Discussion in 'SA1' started by mossie, Sep 2, 2017.

  1. mossie

    mossie Active Member


    Could someone please help with my queries below?

    Q17.7 solution 2nd paragraph - “assets might have a slightly longer term than the liabilities on the grounds that the company will write some new business”.

    Does this mean, say, if assets and liabilities are fully matched by term, then writing new business will increase asset’s mean term? Could someone kindly explain how this works (i.e. how the asset’s mean term increases) using a simple numerical example?

    Many thanks!

  2. Sarah Byrne

    Sarah Byrne ActEd Tutor Staff Member

    This just means that if we are writing new business, we may have assets with a longer duration than our current liabilities as we expect the average term of our liabilities to be increasing as we write new business. As the solution goes on to say, we could use some premiums to meet current cashflows and leave assets invested. But we need to be careful if we do this as obviously new business is not guaranteed.

  3. mossie

    mossie Active Member

    Thanks Sarah. Why do we not expect the average term of the assets to be increasing as well when we write new business? or why do liabilities term increases more so than the assets? Is it because assets with a sufficiently long term to match those new liabilities are not usually available?
  4. Sarah Byrne

    Sarah Byrne ActEd Tutor Staff Member

    The solution to this question is suggesting that rather than using premiums to invest we use them to match other short-term outgoing cashflows.

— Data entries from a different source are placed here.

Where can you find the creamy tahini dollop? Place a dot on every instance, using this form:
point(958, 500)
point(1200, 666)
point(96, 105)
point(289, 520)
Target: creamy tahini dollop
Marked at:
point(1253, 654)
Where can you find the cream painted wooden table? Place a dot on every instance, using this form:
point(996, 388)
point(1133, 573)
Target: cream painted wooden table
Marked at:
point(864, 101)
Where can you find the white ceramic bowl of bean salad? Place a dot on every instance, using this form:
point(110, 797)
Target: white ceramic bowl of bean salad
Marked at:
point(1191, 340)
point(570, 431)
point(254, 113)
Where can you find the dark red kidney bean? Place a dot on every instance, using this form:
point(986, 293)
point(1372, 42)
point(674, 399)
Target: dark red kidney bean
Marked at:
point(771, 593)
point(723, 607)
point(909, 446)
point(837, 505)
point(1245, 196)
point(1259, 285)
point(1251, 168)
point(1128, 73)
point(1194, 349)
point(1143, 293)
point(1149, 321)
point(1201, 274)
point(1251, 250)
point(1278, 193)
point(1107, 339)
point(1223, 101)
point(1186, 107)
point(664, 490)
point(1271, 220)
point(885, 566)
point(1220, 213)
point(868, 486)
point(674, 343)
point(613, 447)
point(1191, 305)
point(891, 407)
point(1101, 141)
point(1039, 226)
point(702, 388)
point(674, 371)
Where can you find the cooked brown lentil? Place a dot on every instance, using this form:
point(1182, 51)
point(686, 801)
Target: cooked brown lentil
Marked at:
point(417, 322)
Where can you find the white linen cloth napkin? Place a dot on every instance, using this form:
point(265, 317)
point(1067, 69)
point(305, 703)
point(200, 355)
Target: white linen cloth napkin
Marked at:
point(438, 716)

So, if we have assets with a longer term than the liabilities, when we write new business and the liability duration increases, there is a margin in the assets duration to allow us to do this.

    This is only suggested as this question asks about situations when an insurer might be OK with having a longer term for its assets than liabilities. Obviously this has issues with it so in practice might not be used. Or could be used in part, but with some investment still being made.